After downloading a relatively large text file (The Adventures of Sherlock Holmes) the following benchmark scripts was created to run the WordCount example with the Satoris agent installed into the runtime. The script itself executes the same benchmark test case 10 times with the Satoris Java instrumentation agent each time adaptively refining the instrumentation set based on the previous performance snapshot (an exported profile). After the 10th iteration, a final performance snapshot is captured this time without any online adaptive strategy employed followed by a timed non-instrumented benchmark test run used to sanity check the agent metering overhead in the last instrumented run.


After an initial performance run it was determined that it would be best to switch away from the default clock.time meter, metering in microseconds, to the clock.tick meter, metering in nanoseconds. It was also decided to only instrument the* package and its sub-packages. More importantly, the hotspot metering extension threshold for both inclusive and exclusive (self/inherent) metering were set to the same extremely low value of 250 nanoseconds from a default of 10 microseconds and 5 microseconds respectively. Knowing that an actual metered method call, both entering and exiting, will have a (combined) cost of 100 nanoseconds or more this does mean that there will be some perturbation of the performance measurement collected especially for hotspots with a relatively low inherent total percentage. With this in mind, It is best to skip over those hotspot probes having an inherent (exclusive) total that is less than 50% of the overall (inclusive) total in any the listing presented below.

For the benchmark run the large text file was duplicated and then both files submitted to the WordCount benchmarking. Below is the performance model following the 10th benchmark iteration. Surprisingly a large number of the hotspots identified relate to (data) value decoding, encoding and copying (or cloning) all along the data pipeline, hidden completely from the developer. As with many other data-flow like technologies, there is a heavy serialization cost to be paid as data is shuffled around and across stages and sinks.

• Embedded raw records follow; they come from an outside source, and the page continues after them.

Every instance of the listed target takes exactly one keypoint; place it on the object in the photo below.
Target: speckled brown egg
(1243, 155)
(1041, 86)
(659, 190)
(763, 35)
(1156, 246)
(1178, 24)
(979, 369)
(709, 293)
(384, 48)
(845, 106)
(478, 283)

When you create or output pipeline data, you’ll need to specify how the elements in your PCollections are encoded and decoded to and from byte strings. One somewhat strange method is StringUtils.approximateSimpleName which takes a Class parameter and returns a simplified string version of the class name. Why would this be executed 7 million times in the counting of words in a line feed? This and other surprising hotspots seem all related to the concept and operation of Coders and PCollections in the DataFlow SDK.

The Dataflow SDKs use objects called Coders to describe how the elements of a given PCollection should be encoded and decoded. A similar benchmark run was performed again this time with configuration changes to the hotspot metering extension to eliminate all hotspots not exceeding 100K points on a scorecard maintained by the hotspot metering extension. Typically this means that a hotspot must have more than 50K calls exceeding 250 nanoseconds, both in terms of inclusive and exclusive (inherent/self) metering. In doing so the Satoris agent eliminated some previous top hotspots (we will come back to this later) but improved the reporting accuracy of the remaining inclusive clock metering measurements.


With the hotspot metering extension disabled in the final iteration, one would expect the timings to marginally reduce but this is not altogether the case here indicating some variation across benchmark iterations possibly caused by different garbage collection cycle times. Object allocation might well be playing a big part in the code execution costs in the counting of words. There’s the obvious splitting of a line into words (tokens) but could there be more going on under hood within the data pipeline?


Some earlier hotspots, in particular, those high on the sorted list, were lost in the last round of changes to the hotspot scorecard caused possibly by some code paths becoming cheaper faster in the early stages of the benchmark iterations. Reducing both inclusive and exclusive hotspot thresholds to 200 nanoseconds, down from 250 nanoseconds, reverts this to some degree though at this extreme low threshold level the measurement (overhead) cost is going to more than dominate the performance model save for those hotspot probes where the total and inherent total are the same – leaf call tree nodes (in terms of instrumentation).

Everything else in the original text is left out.